Me: It's not working.
Tiffany: How is that possible?
Me: Fuck if I know.
I can picture the disappointment crossing her face, the same as our mother.
I grab a flashlight and head to the control panel for the electricity and flip breakers, hoping that will fix the problem. When it doesn't, I fiddle with the generator. Nothing. It's impossible. I just upgraded it in the summer, so it's practically new.
My phone rings. My sister.
"What, Tiff?"
"Uncle Holden? It's Bailey."
"Hi, sweetheart. I'm gonna need to call you back."
"Are you mad at me?" Her five-year-old voice is thick.
I stop cold. "No, honey. I am not mad at you. What would make you think that?"
"You're not coming to the recital. Everyone is coming but you."
I picture her sweet brown curls, her big brown eyes, the dusting of freckles on her nose.
"I will absolutely be there, munchkin. I wouldn't miss it."
"Yay!" I can practically hear her bounce.
The lights flicker back on. I'm getting an electrician out here tomorrow to check everything.
I turn on the TV, looking for something to watch, deciding it's probably an old, and settle on an old showing of The Godfather.
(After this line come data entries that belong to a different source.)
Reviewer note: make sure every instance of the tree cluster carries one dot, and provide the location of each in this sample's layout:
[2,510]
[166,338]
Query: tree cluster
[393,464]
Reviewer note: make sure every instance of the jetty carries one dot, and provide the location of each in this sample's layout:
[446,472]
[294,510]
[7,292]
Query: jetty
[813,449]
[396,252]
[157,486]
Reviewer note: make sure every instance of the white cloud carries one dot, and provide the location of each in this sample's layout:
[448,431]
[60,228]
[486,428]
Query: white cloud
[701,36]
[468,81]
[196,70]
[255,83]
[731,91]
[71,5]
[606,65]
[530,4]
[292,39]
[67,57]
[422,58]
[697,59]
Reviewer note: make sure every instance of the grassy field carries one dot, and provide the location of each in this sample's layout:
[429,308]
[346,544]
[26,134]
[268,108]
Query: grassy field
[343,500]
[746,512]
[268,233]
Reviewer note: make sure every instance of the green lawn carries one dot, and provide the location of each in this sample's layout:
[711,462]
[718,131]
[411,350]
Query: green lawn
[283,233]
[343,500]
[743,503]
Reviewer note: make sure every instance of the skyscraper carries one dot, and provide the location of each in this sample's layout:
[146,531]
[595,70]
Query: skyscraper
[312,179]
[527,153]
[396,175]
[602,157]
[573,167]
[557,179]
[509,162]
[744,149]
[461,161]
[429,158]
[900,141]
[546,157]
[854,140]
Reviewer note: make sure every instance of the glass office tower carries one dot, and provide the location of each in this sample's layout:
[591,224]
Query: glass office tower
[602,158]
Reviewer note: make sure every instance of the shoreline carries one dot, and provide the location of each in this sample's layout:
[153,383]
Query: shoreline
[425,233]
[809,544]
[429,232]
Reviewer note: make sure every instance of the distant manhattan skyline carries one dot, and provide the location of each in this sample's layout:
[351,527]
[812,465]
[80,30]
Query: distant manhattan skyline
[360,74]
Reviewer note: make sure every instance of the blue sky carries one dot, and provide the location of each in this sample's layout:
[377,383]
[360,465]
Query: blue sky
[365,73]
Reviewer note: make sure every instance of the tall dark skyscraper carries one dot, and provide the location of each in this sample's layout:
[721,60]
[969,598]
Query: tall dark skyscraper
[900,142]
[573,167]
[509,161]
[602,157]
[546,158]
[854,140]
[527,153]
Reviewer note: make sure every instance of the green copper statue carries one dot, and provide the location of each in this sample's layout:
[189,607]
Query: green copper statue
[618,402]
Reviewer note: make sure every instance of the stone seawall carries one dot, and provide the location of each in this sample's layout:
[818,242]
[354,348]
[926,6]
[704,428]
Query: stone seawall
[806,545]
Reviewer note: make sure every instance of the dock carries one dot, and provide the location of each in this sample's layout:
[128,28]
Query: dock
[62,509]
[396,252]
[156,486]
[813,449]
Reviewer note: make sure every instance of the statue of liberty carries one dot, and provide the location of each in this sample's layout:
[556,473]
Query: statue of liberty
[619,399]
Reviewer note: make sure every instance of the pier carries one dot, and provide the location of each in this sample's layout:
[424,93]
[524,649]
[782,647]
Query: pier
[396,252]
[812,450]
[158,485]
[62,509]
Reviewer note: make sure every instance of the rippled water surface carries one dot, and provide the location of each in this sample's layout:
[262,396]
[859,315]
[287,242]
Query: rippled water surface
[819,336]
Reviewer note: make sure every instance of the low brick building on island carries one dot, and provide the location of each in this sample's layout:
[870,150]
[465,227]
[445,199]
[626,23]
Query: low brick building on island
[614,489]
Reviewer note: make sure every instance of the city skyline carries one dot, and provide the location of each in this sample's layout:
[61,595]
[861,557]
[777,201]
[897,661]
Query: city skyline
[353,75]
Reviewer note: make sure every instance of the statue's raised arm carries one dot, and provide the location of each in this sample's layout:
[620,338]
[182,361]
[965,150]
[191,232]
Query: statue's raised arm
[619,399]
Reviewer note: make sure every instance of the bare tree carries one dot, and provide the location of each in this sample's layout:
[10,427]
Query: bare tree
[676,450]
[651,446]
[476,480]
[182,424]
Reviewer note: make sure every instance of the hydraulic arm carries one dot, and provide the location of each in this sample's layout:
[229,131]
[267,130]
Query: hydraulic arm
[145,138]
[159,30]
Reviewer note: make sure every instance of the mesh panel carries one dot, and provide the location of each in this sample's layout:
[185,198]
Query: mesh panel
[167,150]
At the commercial break, I get up to make some popcorn. I'm ticked off that I even have to stop for a commercial, but it wasn't on the satellite, so there's that—when a holiday commercial catches my eye. I swear it's the same Santa from earlier, giving a little girl a soda. He turns to the camera, and I would swear he is looking right at me with that same intense stare before turning back to the little girl.
I must be out of my fucking mind. But how did he know that I didn't vote for the holiday parade? No one could know that.
I don't believe in curses.
I. Don’t. Believe. In. Curses.
I turn onto Main Street, the twenty thousand things I've got to do for the office hijacking my mental bandwidth. Running my own business is a challenge, one that I used to love, but lately it's a burden. My VP, Carter Jameson, has been pushing me to trustthe team and delegate more. But slowing down means thinking about what I really want. And what I want is the curvy redhead sitting in the office down the hall from me.
Which can’t happen.
Besides, I know that Big Sky Architecture and Design can become one of the top architectural firms in the U.S. I recruited the best talent, including my VP, Carter Jameson, who is a much better architect than I am. We all have the drive. We even won the AIA Gold several years ago, and the surge of pride I felt topped anything else I had ever accomplished.
Do we need to go national? Do I really need offices in Texas, California, and New York? I'd likely spend the rest of my life on an airplane. Forget the family I dreamed about when I set my roots here in Hope Peak.
It’s like I’m trying to recapture those accolades, which is ridiculous. The steady stream of customers is a direct reflection of our work and should be enough. But it’s hard to let go of old shame. I wasn’t the strongest student in high school. I did just enough to get by and gave my parents a hard time about pretty much everything.
It didn’t help that my brother and sister were perfect kids. Good grades. Followed the rules. Didn’t get caught on the football field with their buddies and a twelve-pack.
As the youngest of three, I’ve been in my older siblings’ shadows my whole life. This is why I moved to Hope Peak.
Logically, I know my parents love us all equally. Individually, but equally. But I’m willing to bet my parents shouted “Holden!” four times as much as they did the other two combined. I was filled with nervous energy and didn’t always know how to properly channel it.
And when I decided to attend college, nobody believed I would stick it out. But I’d always been interested in math and building things, so architecture was a natural fit.
My jaw clenches, shame edging just underneath my skin. I shouldn’t envy my siblings. I didn’t used to, at least not outside the typical sibling rivalry. But they started having kids, having monetary success, and the green-eyed monster reared its ugly head.